Fundamental Systems of Numerical Schemes for Linear Convection-Diffusion
Equations
and Their Relationship to Accuracy
M. Ainsworth,
W. Dörfler
Abstract:
A new approach towards the assessment and derivation of numerical methods
for convection dominated problems is presented, based on the comparison
of the fundamental systems of the continuous and discrete operators.
In two or more space dimensions, the dimension of the fundamental
system is infinite, and may be identified with a circle. This
set is referred to as the true fundamental locus. The fundamental
system for a numerical scheme also forms a locus. As a first application,
it is shown that a necessary condition for the uniform convergence of a
numerical scheme is that the discrete locus should contain the true locus,
and it is then shown it is impossible to satisfy this condition with a
finite stencil. Thus, we obtain a simpler proof of Shishkin's result.

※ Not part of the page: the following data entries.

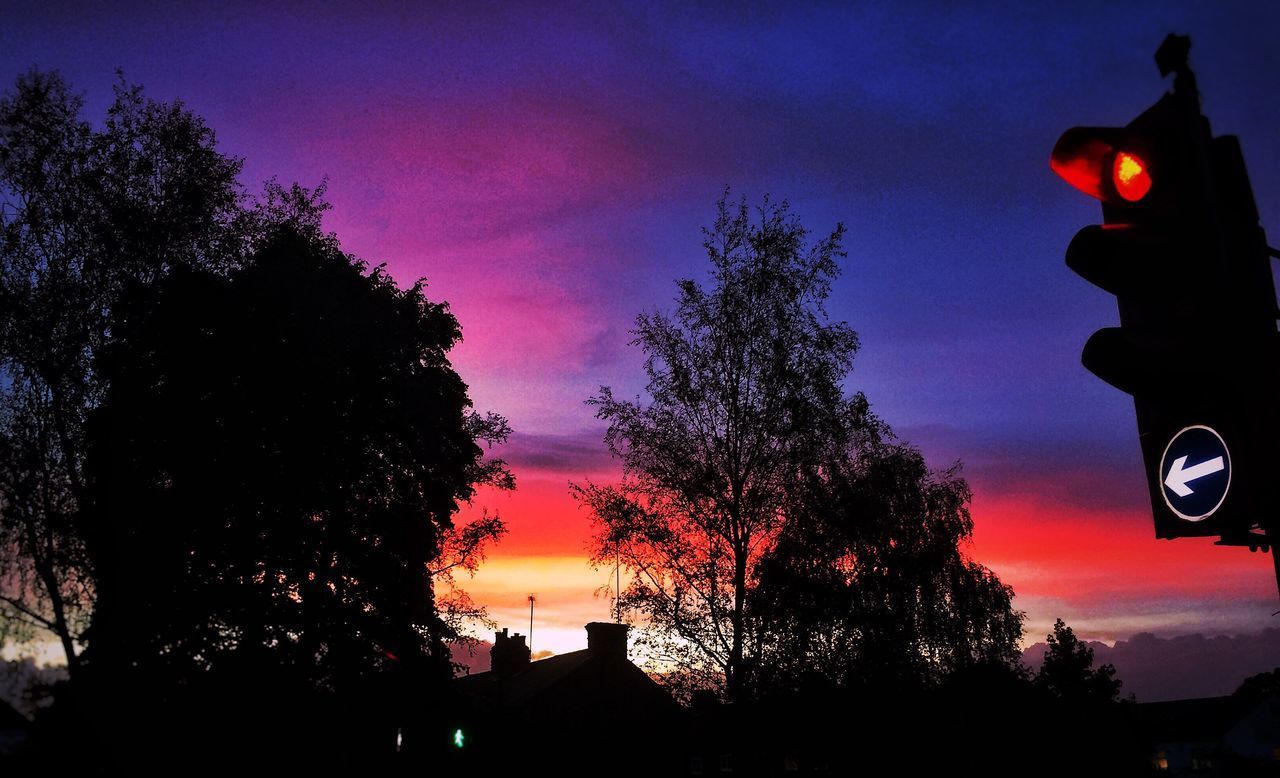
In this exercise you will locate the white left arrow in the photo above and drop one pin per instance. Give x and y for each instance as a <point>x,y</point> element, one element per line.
<point>1179,475</point>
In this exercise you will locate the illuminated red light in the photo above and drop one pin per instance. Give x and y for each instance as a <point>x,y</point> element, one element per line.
<point>1129,175</point>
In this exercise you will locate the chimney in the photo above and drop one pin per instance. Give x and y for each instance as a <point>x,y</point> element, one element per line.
<point>508,654</point>
<point>604,639</point>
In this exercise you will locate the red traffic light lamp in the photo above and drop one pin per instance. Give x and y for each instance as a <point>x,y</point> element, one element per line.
<point>1197,346</point>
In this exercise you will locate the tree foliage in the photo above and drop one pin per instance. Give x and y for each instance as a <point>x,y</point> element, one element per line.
<point>224,443</point>
<point>767,522</point>
<point>1068,671</point>
<point>274,472</point>
<point>83,213</point>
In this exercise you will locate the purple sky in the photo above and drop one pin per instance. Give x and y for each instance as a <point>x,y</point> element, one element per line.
<point>548,170</point>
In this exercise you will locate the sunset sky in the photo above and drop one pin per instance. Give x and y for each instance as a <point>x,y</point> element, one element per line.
<point>549,169</point>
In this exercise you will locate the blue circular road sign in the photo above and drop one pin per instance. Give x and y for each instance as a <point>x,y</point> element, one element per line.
<point>1196,472</point>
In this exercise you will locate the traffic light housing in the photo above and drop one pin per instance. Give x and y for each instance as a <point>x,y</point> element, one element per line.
<point>1182,250</point>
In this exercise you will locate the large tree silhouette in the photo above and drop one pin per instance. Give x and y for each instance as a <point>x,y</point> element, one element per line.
<point>753,483</point>
<point>82,213</point>
<point>274,468</point>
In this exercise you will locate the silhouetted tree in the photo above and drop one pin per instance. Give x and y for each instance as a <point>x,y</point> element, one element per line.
<point>1068,671</point>
<point>871,585</point>
<point>82,213</point>
<point>752,480</point>
<point>274,470</point>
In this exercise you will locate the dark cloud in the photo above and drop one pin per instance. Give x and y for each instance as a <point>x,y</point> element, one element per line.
<point>1189,666</point>
<point>575,454</point>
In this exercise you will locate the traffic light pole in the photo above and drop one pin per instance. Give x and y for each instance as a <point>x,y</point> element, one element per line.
<point>1197,347</point>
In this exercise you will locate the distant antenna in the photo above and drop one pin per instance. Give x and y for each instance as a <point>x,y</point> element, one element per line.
<point>531,623</point>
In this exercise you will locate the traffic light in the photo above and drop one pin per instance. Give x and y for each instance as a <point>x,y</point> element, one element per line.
<point>1182,250</point>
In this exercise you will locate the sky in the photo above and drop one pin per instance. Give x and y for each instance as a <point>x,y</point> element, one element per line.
<point>549,168</point>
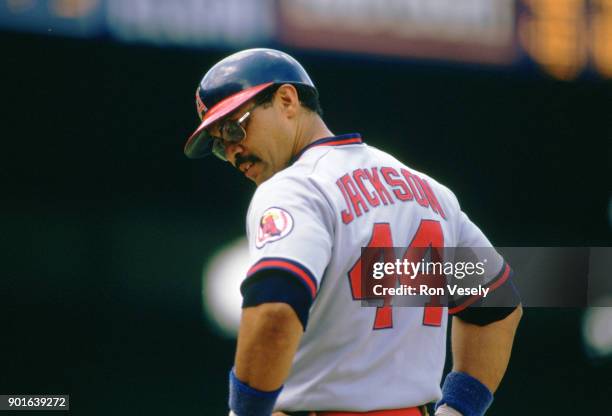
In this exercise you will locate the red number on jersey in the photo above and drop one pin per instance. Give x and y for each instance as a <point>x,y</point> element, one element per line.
<point>428,235</point>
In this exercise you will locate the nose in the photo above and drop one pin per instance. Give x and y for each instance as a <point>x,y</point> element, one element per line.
<point>231,150</point>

It is shown that the distance between the loci is related to the accuracy
of the schemes provided that the loci are sufficiently close. However,
if the loci depart markedly, then the situation is rather more complicated.
Under suitable conditions, we develop an explicit numerical lower bound on
the attainable relative error in terms of the coefficients in the stencil
characterising the scheme and the loci.
AMS-Classification: 65N12, 65N15, 65N30.
Keywords: artificial viscosity, boundary layer, convection-diffusion,
singular perturbation, uniform convergence.
Appeared in: Computing 66 (2001), 199-229.